From December 1980 through November 1997, more than 1,200 cases of Reye syndrome were reported in the United States.4 The fatality rate of Reye syndrome has been 31%, with the highest rate seen among children <5 years old.4 Since a warning was placed on aspirin in 1980, no more than 36 new cases have occurred per year.4 Therefore, any incidence of the disease warrants investigation to identify possible etiologies as well as treatments to potentially reduce fatality. In our case, influenza A directly preceded the onset of disease course, and supportive care with careful monitoring led to functional recovery.
CONCLUSION
The incidence of Reye syndrome has decreased since the Centers for Disease Control and Prevention issued a warning against giving aspirin to children.
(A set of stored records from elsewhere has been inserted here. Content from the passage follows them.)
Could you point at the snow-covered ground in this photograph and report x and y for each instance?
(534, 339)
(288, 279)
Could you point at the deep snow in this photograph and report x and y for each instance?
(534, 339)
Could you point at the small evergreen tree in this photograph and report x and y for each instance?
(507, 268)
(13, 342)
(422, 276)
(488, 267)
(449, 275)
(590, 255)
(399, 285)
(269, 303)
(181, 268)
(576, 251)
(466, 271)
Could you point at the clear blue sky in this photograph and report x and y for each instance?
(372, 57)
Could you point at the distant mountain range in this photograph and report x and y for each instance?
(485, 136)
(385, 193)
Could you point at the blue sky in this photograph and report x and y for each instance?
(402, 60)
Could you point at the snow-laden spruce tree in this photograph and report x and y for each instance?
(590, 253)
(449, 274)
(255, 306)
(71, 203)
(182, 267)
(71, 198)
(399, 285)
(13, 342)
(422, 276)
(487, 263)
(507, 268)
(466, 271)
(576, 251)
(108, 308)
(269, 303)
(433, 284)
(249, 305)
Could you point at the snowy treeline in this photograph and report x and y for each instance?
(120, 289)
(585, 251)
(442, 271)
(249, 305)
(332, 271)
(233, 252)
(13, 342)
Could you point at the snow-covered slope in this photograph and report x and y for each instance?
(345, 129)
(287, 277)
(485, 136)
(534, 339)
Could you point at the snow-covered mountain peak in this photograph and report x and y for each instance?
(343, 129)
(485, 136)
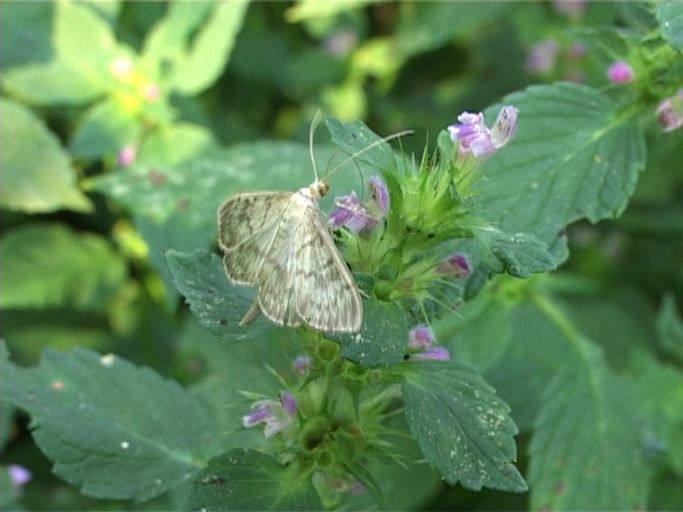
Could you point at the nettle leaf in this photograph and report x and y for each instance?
(518, 254)
(383, 338)
(670, 17)
(48, 265)
(104, 130)
(670, 328)
(250, 480)
(574, 156)
(211, 47)
(74, 76)
(36, 171)
(198, 187)
(112, 429)
(462, 427)
(586, 450)
(219, 304)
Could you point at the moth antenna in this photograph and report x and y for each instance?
(368, 148)
(311, 132)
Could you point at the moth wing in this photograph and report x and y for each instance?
(245, 216)
(247, 225)
(327, 297)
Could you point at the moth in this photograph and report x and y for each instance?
(278, 242)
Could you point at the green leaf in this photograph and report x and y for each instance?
(462, 427)
(218, 303)
(250, 480)
(37, 174)
(74, 76)
(175, 144)
(48, 265)
(20, 46)
(670, 328)
(113, 429)
(670, 17)
(573, 157)
(518, 254)
(198, 187)
(104, 130)
(586, 448)
(203, 63)
(383, 338)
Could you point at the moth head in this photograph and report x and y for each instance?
(319, 189)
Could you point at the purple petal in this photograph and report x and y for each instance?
(432, 354)
(288, 402)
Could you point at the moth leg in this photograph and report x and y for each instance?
(252, 314)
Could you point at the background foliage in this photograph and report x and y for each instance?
(124, 125)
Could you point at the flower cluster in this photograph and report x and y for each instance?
(421, 344)
(357, 217)
(474, 137)
(278, 415)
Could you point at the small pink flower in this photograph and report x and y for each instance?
(432, 354)
(670, 112)
(278, 415)
(474, 137)
(421, 337)
(127, 155)
(620, 73)
(19, 475)
(542, 56)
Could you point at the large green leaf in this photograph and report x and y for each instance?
(574, 156)
(462, 427)
(202, 64)
(383, 338)
(250, 480)
(113, 429)
(48, 265)
(198, 187)
(219, 304)
(586, 448)
(670, 17)
(36, 173)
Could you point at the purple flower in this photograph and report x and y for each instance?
(421, 337)
(351, 214)
(380, 194)
(277, 415)
(670, 112)
(620, 73)
(542, 56)
(127, 155)
(19, 475)
(302, 363)
(432, 354)
(474, 137)
(456, 264)
(574, 8)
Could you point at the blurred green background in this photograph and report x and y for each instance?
(96, 95)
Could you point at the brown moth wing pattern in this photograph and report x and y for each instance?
(327, 297)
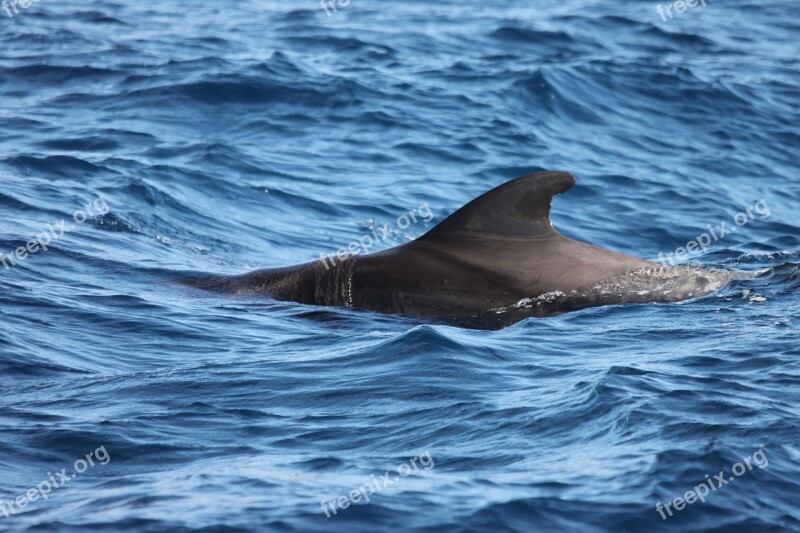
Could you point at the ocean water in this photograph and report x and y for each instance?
(171, 139)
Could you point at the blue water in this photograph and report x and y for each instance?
(225, 137)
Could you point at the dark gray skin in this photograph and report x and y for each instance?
(482, 267)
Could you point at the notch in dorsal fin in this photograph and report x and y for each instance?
(517, 209)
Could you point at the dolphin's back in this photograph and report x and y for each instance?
(496, 250)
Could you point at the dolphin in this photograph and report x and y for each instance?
(492, 263)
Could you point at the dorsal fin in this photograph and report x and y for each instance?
(517, 209)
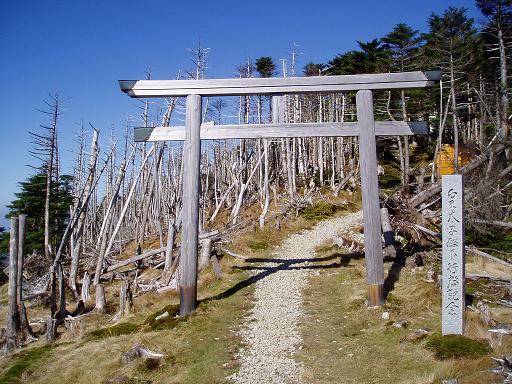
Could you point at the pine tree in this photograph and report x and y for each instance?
(31, 200)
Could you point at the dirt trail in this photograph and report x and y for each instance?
(270, 332)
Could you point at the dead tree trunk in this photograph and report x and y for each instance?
(12, 315)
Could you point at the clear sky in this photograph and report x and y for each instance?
(81, 48)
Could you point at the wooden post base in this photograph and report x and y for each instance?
(375, 295)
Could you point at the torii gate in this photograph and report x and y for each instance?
(193, 132)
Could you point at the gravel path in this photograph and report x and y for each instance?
(270, 332)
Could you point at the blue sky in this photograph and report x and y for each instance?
(81, 48)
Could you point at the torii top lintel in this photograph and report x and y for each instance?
(278, 85)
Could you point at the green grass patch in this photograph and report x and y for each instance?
(24, 361)
(456, 346)
(153, 324)
(319, 211)
(258, 245)
(125, 328)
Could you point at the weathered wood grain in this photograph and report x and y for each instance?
(258, 131)
(190, 211)
(265, 86)
(370, 192)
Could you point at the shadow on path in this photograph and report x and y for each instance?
(339, 260)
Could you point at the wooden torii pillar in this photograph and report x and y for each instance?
(365, 128)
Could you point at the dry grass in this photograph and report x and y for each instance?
(346, 342)
(199, 349)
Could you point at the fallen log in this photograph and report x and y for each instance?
(134, 259)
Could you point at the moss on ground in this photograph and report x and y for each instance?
(124, 328)
(456, 346)
(153, 324)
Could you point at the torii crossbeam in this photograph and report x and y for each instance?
(365, 128)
Aspirin was not given to the patient in this case, but he still had a classic presentation of hepatic encephalopathy and met the clinical criteria for Reye syndrome. Although aspirin is the only statistically proven agent to cause Reye syndrome, our case adds to the evidence that other etiologies, including influenza A, can result in Reye syndrome.
ACKNOWLEDGMENTS
The authors have no financial or proprietary interest in the subject matter of this article. The authors would like to thank Caley McIntyre, MD for his edits and valuable feedback and Mona Bansal, MD for providing the pathology images and guidance in their interpretation.
This article meets the Accreditation Council for Graduate Medical Education and the American Board of Medical Specialties Maintenance of Certification competencies for Patient Care and Medical Knowledge.